Comment #36 on issue 385619 by jasim...@gmail.com: password autofill bug on
subdomains
https://code.google.com/p/chromium/issues/detail?id=385619

Sounds like this could be worth a try. However, Chrome no longer asks for
passwords to be saved for my domains. This is a separate bug that I have
also opened here, but without good results.
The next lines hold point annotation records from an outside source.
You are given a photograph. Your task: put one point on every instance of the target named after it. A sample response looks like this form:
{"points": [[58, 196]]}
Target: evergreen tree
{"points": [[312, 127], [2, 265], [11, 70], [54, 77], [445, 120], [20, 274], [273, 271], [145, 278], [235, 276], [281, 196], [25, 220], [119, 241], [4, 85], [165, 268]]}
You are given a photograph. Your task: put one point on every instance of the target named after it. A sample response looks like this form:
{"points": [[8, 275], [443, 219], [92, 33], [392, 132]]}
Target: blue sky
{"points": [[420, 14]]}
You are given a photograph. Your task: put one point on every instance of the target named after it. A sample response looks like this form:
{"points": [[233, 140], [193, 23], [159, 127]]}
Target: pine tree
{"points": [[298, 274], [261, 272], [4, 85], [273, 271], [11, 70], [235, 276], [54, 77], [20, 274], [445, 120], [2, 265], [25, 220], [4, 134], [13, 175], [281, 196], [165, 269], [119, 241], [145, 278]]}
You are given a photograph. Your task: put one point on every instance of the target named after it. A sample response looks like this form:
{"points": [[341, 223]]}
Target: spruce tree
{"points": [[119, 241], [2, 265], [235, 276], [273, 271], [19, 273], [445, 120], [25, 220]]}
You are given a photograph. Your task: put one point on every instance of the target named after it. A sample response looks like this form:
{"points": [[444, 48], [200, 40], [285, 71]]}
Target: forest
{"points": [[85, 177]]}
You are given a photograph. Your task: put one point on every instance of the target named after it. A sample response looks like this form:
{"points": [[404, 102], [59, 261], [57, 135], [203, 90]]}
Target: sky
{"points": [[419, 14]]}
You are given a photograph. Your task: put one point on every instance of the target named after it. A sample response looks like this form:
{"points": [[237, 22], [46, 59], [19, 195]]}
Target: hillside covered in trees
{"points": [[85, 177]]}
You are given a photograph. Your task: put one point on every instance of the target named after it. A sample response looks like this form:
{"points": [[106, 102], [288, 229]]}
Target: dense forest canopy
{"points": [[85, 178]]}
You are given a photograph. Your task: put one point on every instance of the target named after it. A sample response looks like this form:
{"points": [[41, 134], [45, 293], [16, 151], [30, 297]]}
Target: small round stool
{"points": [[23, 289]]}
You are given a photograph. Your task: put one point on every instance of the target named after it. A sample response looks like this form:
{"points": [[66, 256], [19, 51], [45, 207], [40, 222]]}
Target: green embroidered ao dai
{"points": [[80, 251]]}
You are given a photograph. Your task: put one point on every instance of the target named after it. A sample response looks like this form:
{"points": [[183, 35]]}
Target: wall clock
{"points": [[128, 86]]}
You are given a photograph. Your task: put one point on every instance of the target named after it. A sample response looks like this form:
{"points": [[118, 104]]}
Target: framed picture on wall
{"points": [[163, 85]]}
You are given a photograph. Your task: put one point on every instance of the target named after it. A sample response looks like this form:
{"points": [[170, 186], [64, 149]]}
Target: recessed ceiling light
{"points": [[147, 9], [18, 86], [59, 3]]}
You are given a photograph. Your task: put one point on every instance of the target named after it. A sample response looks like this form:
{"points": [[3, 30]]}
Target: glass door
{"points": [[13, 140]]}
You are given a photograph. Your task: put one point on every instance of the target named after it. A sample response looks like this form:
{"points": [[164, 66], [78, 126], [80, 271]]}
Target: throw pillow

In the meantime, I have resorted to just using a separate password manager
1Password, which I use for other sites anyways. I just give us the
convenience of using the browser's password manager, which continues to
work normally for Firefox, Safari, and even IE.

[chro...@googlecode.com]

Comment #38 on issue 385619 by draltan....@kwenzi.com: password autofill

bug on subdomains
https://code.google.com/p/chromium/issues/detail?id=385619

I have a similar problem for which the solution in #13 won't work. The
solution in #35 works, but it is a workarround that needs to be reexecuted
for every new subdomain.

The main site of my company is https://domain.com and there are multiple
applications each using a subdomain like https://app.domain.com, and we are
often adding new applications (there are some test applications, but also
new services).

I understand it is not easy to determine whether different subdomains
belong to the same service or to different ones, consider:
myservice.com
m.myservice.com
www.myservice.com
git.myservice.com
blog.myservice.com

It should be possible to manually input passwords in
chrome://settings/passwords so the user can decide which services require
different passwords.

[chro...@googlecode.com]

Comment #39 on issue 385619 by jpsyjo...@gmail.com: password autofill bug
on subdomains
https://code.google.com/p/chromium/issues/detail?id=385619

Working on OS X and using sub-domains all the time for our different web
projects, this behavior is extremely annoying. #35 is not really a solution
– it would mean to go through all projects sub-domains again whenever we
add a new project. Simply impossible.